牢房石壁上的潮气凝成水珠,顺着斑驳的裂缝往下淌,在地面积了一小汪水。郝弘的布鞋碾过洼边的青苔,留下浅浅的脚印,又很快被他来回踱步的身影踏乱。他忽然停住脚,手指扣在锈得厉害的铁栅栏上,指腹蹭着那些坑坑洼洼的锈痕,两眼像两道探照灯,死死钉在牢门外那条黑黢黢的走廊上。

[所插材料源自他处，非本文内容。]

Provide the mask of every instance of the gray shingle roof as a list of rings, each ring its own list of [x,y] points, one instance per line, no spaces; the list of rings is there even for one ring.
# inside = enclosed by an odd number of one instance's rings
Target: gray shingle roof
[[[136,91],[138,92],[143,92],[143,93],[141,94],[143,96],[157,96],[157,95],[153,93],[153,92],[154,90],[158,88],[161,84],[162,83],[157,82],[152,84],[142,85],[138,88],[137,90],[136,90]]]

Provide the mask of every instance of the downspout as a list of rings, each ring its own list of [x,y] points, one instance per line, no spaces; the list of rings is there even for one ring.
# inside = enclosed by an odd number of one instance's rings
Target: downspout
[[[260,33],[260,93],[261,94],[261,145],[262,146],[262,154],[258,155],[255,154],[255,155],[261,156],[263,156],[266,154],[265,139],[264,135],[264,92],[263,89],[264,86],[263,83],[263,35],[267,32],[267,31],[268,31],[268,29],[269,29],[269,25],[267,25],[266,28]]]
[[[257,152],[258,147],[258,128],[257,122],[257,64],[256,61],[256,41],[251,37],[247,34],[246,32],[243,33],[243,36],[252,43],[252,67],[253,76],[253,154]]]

“该有消息了……”他对着冰冷的铁条念叨,声音被牢里的死寂滤得有点飘,却带着股认死理的执拗。脑子里一遍遍过着钱会长收到信的模样——那老头准会捏着信纸吹胡子瞪眼,骂骂咧咧地把他那张梨花木大桌拍得震天响。郝弘忍不住勾了勾嘴角,手指在栅栏上轻轻叩出三短两长的节奏,那是二十年前两人在药市刚认识时,约好的报平安暗号。这会儿这微弱的叩击声撞在石壁上,竟生出点孤注一掷的悲壮。
这时候的富商商会,正被一种少见的焦灼裹着。
会客厅里的鎏金铜炉飘出袅袅檀香,可压不住满屋子翻腾的火气。钱会长把郝弘那封短信在紫檀木大案上拍得啪啪响,信纸边都被他捏得卷了边,墨迹顺着褶皱晕开,像朵开在纸上的黑花。

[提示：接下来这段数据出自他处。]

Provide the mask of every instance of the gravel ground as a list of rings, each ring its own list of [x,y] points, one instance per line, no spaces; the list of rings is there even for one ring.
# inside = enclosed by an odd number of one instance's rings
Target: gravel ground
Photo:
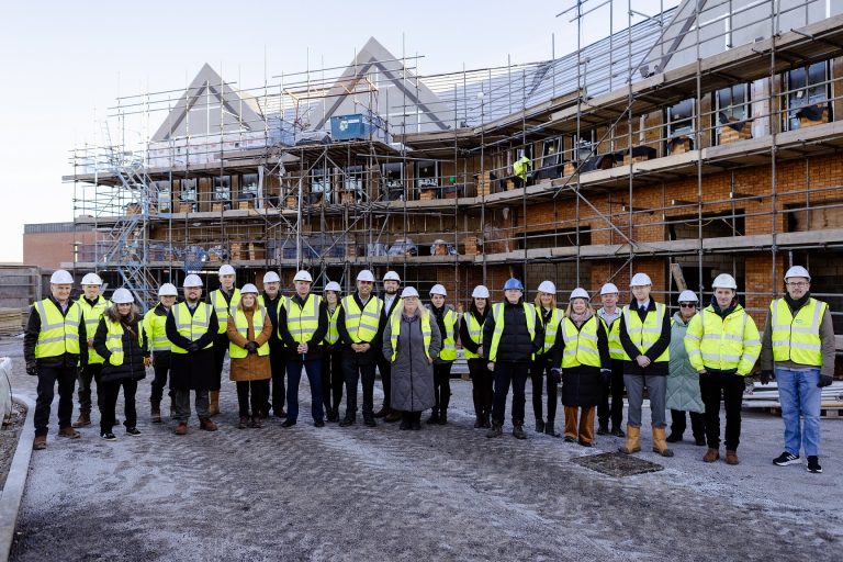
[[[0,340],[0,356],[14,358],[13,387],[34,398],[20,347]],[[297,426],[238,430],[226,383],[220,431],[201,432],[192,419],[187,437],[146,422],[148,383],[138,393],[142,437],[117,428],[106,442],[92,427],[67,441],[50,427],[48,449],[33,456],[11,560],[840,557],[840,420],[822,422],[821,475],[774,467],[780,419],[745,414],[739,467],[705,464],[702,448],[685,442],[673,459],[640,454],[665,470],[617,479],[571,460],[620,439],[587,450],[537,434],[484,438],[471,427],[467,382],[452,384],[449,425],[419,432],[314,428],[304,384]]]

“这群披狗皮的东西!”他猛地一捶桌子,案上的霁蓝釉茶杯“哐当”跳起来,滚烫的茶水溅在手背上,他竟没觉出啥。站在一旁的王管事赶紧递上湿布,低声劝:“会长,您这火急火燎的,反倒耽误事。”
钱会长接过湿布狠狠一擦,粗糙的巴掌把布面蹭得发毛:“耽误事?再晚一步,郝先生的骨头都要被那帮杂碎啃光了!”他转身扯开墙上的卷轴,露出一张密密麻麻标着红点的大夏城舆图,“让‘十三鹰’把爪子磨利了,照着这些标记搜!城西的字画坊、城南的笔铺、就连城东那几家裱糊匠,只要跟笔墨沾边的,掘地三尺也得把人给我找出来!”
“十三鹰”是商会养在暗处的好手,平常散在各行各业,这会儿得了命令,眨眼就换了模样。绸缎庄的掌柜褪下玉扳指,换上磨破边的短打;账房先生藏起算盘,背上货郎的褡裢;就连常在茶楼唱曲的姑娘,也卸了钗环,裹上头巾往街市里钻。

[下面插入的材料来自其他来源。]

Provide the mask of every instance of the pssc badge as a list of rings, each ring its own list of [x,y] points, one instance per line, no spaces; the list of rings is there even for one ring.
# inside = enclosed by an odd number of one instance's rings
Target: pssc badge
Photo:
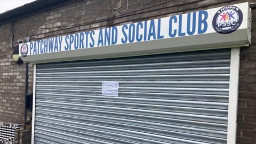
[[[237,29],[243,21],[243,13],[235,6],[227,6],[220,9],[212,20],[212,26],[217,33],[230,34]]]
[[[21,45],[21,48],[20,49],[20,53],[21,56],[23,57],[27,57],[27,55],[28,53],[28,46],[26,43],[24,43]]]

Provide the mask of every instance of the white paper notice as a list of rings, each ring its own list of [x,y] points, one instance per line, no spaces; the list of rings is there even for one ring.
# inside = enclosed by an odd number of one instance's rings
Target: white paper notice
[[[102,95],[118,97],[119,82],[103,81]]]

日头爬到头顶时,晒得青石板路首冒白烟。“十三鹰”里的老六蹲在字画街的墙根下,装成歇脚的挑夫,草帽压得低低的,眼角余光却死死黏着对面的“墨韵斋”。掌柜是个留山羊胡的老头,正用软布慢悠悠擦着一支紫毫笔,手指头捻着笔锋转得飞快。
老六瞅准机会,提着空水桶凑过去:“掌柜的,借口水喝?”老头抬眼打量他,浑浊的眼珠在他磨破的鞋帮上停了停,指了指门后水缸。老六舀水时故意泼了些在地上,借着擦鞋的功夫又问:“听说这街上有位能辨笔迹的高人?我家少爷得了幅古画,想请人掌掌眼。”
老头擦笔的手猛地一顿,飞快朝街对面瞥了眼——茶棚下两个穿短打的汉子正盯着这儿,腰里鼓鼓囊囊的,裤脚还沾着侯府马厩特有的草料渣。他不动声色地用布巾擦着笔杆:“西巷的刘三或许能行,只是那人古怪,见客得带三样礼——陈年松烟墨、新研朱砂、还有壶烧刀子。”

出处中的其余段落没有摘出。